Hey! Wow that's interesting. Two parts of answer:
- Very cool. We can use
torch.testing.assert_allclose
to checkout the max differences, and indeed I have the following outputs:
In [73]: torch.testing.assert_allclose(addmm(x1, b, w)[:10], addbmm(x2, b, w))
---------------------------------------------------------------------------
AssertionError Traceback (most recent call last)
Cell In[73], line 1
----> 1 torch.testing.assert_allclose(addmm(x1, b, w)[:10], addbmm(x2, b, w))
File /opt/conda/envs/py39/lib/python3.9/site-packages/torch/testing/_deprecated.py:32, in warn_deprecated.<locals>.outer_wrapper.<locals>.inner_wrapper(*args, **kwargs)
30 @functools.wraps(fn)
31 def inner_wrapper(*args: Any, **kwargs: Any) -> Any:
---> 32 return_value = fn(*args, **kwargs)
33 tail = instructions(name, args, kwargs, return_value) if callable(instructions) else instructions
34 msg = (head + tail).strip()
File /opt/conda/envs/py39/lib/python3.9/site-packages/torch/testing/_deprecated.py:80, in assert_allclose(actual, expected, rtol, atol, equal_nan, msg)
77 if rtol is None and atol is None:
78 rtol, atol = _get_default_rtol_and_atol(actual, expected)
---> 80 torch.testing.assert_close(
81 actual,
82 expected,
83 rtol=rtol,
84 atol=atol,
85 equal_nan=equal_nan,
86 check_device=True,
87 check_dtype=False,
88 check_stride=False,
89 msg=msg or None,
90 )
[... skipping hidden 1 frame]
File /opt/conda/envs/py39/lib/python3.9/site-packages/torch/testing/_comparison.py:1093, in assert_equal(actual, expected, pair_types, sequence_types, mapping_types, msg, **options)
1090 return
1092 # TODO: compose all metas into one AssertionError
-> 1093 raise error_metas[0].to_error(msg)
AssertionError: Tensor-likes are not close!
Mismatched elements: 9 / 23040 (0.0%)
Greatest absolute difference: 4.00543212890625e-05 at index (2, 952) (up to 1e-05 allowed)
Greatest relative difference: 0.0080592538321523 at index (8, 1875) (up to 0.0001 allowed)
So the outputs match up to 1e-2, which is not that great.
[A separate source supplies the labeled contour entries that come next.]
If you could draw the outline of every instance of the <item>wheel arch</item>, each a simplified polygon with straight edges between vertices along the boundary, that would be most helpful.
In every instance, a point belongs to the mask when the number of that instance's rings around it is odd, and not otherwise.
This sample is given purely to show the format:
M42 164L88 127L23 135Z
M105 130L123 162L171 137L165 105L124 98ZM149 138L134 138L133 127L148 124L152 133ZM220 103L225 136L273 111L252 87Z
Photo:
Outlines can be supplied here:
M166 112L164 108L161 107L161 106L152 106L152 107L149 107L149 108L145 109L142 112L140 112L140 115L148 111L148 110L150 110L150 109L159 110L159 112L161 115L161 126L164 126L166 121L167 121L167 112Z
Your fix is indeed good in terms of precision as torch.testing.assert_allclose(addbmm(x1, b, w)[:10], addbmm(x2, b, w))
is True.
- My concern is: is this faster or slower in terms of computation? Is
torch.addnm
more optimised (and requires less calls to different views) thus faster. Would the fix break Onnx tracing? And most importantly, is this backward compatible? If it is indeed a fix, meaning that this will bring our logits closer to what they were from the original logits, we might consider this as a potential good change, but the other concerns are still there! The problem is that GPT2 is an old model, it's very hard to change it (especially something as fundamental as the Conv).
This issue has been automatically marked as stale because it has not had recent activity. If you think this still needs to be addressed please comment on this thread.
Please note that issues that do not follow the contributing guidelines are likely to be ignored.